July 13, 2009
Tracking the life and death of news
As more and more news appears on the Internet as well as in print, it becomes possible to map the global flow of news by observing it online. Using this strategy, Cornell computer scientists have managed to track and analyze the "news cycle" -- the way stories rise and fall in popularity.
Jon Kleinberg, the Tisch University Professor of Computer Science at Cornell, postdoctoral researcher Jure Leskovec and graduate student Lars Backstrom tracked 1.6 million online news sites, including 20,000 mainstream media sites and a vast array of blogs, over the three-month period leading up to the 2008 presidential election -- a total of 90 million articles, one of the largest analyses anywhere of online news. They found a consistent rhythm as stories rose into prominence and then fell off over just a few days, with a "heartbeat" pattern of handoffs between blogs and mainstream media. In mainstream media, they found, a story rises to prominence slowly then dies quickly; in the blogosphere, stories rise in popularity very quickly but then stay around longer, as discussion goes back and forth. Eventually though, almost every story is pushed aside by something newer.
"The movement of news to the Internet makes it possible to quantify something that was otherwise very hard to measure -- the temporal dynamics of the news," said Kleinberg. "We want to understand the full news ecosystem, and online news is now an accurate enough reflection of the full ecosystem to make this possible. This is one [very early] step toward creating tools that would help people understand the news, where it's coming from and how it's arising from the confluence of many sources."
The researchers also say their work suggests an answer to a longstanding question: Is the "news cycle" just a way to describe our perception of what's going on in the media, or is it a real phenomenon that can be measured? They opt for the latter, and offer a mathematical explanation of how it works.
The research was presented at the Association for Computing Machinery Special Interest Group on Conference on Knowledge Discovery and Data Mining Conference June 28-July 1 in Paris.
The ideal, Kleinberg said, would be to track "memes," or ideas, through cyberspace, but deciding what an article is about is still a major challenge for computing. The researchers sidestepped that obstacle by tracking quotations that appear in news stories, since quotes remain fairly consistent even though the overall story may be presented in very different ways by different writers.

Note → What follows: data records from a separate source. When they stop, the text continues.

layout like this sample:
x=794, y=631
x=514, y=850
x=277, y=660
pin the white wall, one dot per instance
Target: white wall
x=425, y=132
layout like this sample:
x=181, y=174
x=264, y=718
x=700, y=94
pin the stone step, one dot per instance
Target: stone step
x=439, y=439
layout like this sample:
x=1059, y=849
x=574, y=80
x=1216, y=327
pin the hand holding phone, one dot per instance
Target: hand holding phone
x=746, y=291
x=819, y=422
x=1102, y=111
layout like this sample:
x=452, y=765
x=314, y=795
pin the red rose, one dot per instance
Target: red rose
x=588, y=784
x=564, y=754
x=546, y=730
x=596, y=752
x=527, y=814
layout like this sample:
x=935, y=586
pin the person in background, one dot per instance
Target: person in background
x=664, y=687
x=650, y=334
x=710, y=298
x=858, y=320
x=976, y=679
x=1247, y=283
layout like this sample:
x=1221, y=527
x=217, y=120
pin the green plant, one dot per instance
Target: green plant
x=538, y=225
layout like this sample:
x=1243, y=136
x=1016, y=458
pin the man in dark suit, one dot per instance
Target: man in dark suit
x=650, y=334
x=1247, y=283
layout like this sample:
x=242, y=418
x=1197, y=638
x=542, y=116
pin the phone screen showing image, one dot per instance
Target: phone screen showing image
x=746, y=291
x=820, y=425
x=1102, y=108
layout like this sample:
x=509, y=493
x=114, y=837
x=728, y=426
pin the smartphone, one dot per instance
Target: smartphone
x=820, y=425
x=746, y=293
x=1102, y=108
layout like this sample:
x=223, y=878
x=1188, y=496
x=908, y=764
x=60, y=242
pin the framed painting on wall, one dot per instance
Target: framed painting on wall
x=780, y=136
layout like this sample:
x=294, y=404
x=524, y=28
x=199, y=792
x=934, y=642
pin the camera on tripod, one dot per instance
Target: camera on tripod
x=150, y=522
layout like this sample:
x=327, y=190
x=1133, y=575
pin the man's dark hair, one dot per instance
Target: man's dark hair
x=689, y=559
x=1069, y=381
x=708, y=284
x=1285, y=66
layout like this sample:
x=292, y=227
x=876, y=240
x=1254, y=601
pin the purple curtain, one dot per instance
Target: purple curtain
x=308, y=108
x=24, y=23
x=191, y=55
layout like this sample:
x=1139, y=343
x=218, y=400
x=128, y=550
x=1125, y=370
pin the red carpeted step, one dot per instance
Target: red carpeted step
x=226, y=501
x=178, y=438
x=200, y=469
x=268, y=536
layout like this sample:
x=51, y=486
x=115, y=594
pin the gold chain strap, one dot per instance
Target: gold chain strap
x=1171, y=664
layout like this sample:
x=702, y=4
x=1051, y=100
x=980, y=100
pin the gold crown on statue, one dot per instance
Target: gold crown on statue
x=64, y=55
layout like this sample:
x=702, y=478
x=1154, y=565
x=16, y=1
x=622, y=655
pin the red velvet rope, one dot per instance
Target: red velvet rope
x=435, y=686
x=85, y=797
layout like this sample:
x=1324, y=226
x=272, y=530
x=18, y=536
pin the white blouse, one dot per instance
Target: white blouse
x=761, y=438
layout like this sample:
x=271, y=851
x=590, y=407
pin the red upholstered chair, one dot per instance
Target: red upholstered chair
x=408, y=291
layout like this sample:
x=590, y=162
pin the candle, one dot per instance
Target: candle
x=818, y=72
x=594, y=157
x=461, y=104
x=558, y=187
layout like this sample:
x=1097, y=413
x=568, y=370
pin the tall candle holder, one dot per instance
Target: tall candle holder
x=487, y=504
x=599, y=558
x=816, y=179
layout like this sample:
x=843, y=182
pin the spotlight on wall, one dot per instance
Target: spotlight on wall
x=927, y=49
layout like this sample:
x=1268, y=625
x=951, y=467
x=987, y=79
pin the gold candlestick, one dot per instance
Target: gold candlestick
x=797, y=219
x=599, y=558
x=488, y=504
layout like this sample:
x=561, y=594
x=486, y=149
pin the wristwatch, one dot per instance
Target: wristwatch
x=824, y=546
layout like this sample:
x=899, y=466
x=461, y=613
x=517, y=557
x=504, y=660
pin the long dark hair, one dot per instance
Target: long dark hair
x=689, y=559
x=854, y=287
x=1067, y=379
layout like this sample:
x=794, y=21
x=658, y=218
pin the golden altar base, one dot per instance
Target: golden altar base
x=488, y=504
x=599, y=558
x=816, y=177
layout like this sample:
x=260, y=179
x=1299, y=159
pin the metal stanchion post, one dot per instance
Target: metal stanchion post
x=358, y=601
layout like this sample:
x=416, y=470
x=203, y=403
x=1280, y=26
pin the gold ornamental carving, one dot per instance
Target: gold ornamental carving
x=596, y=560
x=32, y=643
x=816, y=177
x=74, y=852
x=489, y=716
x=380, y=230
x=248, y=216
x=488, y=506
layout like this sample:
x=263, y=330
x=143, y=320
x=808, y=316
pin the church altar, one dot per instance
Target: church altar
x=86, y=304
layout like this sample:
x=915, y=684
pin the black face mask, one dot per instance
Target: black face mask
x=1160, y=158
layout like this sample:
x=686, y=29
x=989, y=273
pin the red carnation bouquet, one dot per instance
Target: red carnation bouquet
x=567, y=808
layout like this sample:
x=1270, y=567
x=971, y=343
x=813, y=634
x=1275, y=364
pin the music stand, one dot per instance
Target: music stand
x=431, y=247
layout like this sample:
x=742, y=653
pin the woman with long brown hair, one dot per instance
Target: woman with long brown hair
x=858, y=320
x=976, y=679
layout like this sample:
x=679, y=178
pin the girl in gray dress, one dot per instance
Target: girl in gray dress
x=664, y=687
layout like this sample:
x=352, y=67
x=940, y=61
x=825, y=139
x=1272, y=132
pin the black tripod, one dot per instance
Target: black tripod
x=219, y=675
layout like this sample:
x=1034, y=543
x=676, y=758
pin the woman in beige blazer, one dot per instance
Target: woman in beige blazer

Even quotes may change slightly or "mutate" as they pass from one article to another, so the researchers developed an algorithm that could identify and group similar but slightly different phrases. In simple terms, the computer identified short phrases that were part of longer phrases, using those connections to create "phrase clusters." Then they tracked the volume of posts in each phrase cluster over time. In the August and September data they found threads rising and falling on a more or less weekly basis, with major peaks corresponding to the Democratic and Republican conventions, the "lipstick on a pig" discussion, rising concern over the financial crisis and discussions of a bailout plan.
The slow rise of a new story in the mainstream, the researchers suggest, results from imitation -- as more sites carried a story, other sites were more likely to pick it up. But the life of a story is limited, as new stories quickly push out the old. A mathematical model based on the interaction of imitation and recency predicted the pattern fairly well, the researchers said, while predictions based on either imitation or recency alone couldn't come close.
Watching how stories moved between mainstream media and blogs revealed a sharp dip and rise the researchers described as a "heartbeat." When a story first appears, there is a small rise in activity in both spheres; as mainstream activity increases, the proportion blogs contribute becomes small; but soon the blog activity shoots up, peaking an average of 2.5 hours after the mainstream peak. Almost all stories started in the mainstream. Only 3.5 percent of the stories tracked appeared first dominantly in the blogosphere and then moved to the mainstream.
The mathematical model needs to be refined, the researchers said, and they suggested further study of how stories move between sites with opposing political orientation. "It will be useful to further understand the roles different participants play in the process," the researchers concluded, "as their collective behavior leads directly to the ways in which all of us experience news and its consequences."
The research was supported by the MacArthur Foundation, a Google Research Grant, a Yahoo Research Alliance Grant and grants from the National Science Foundation.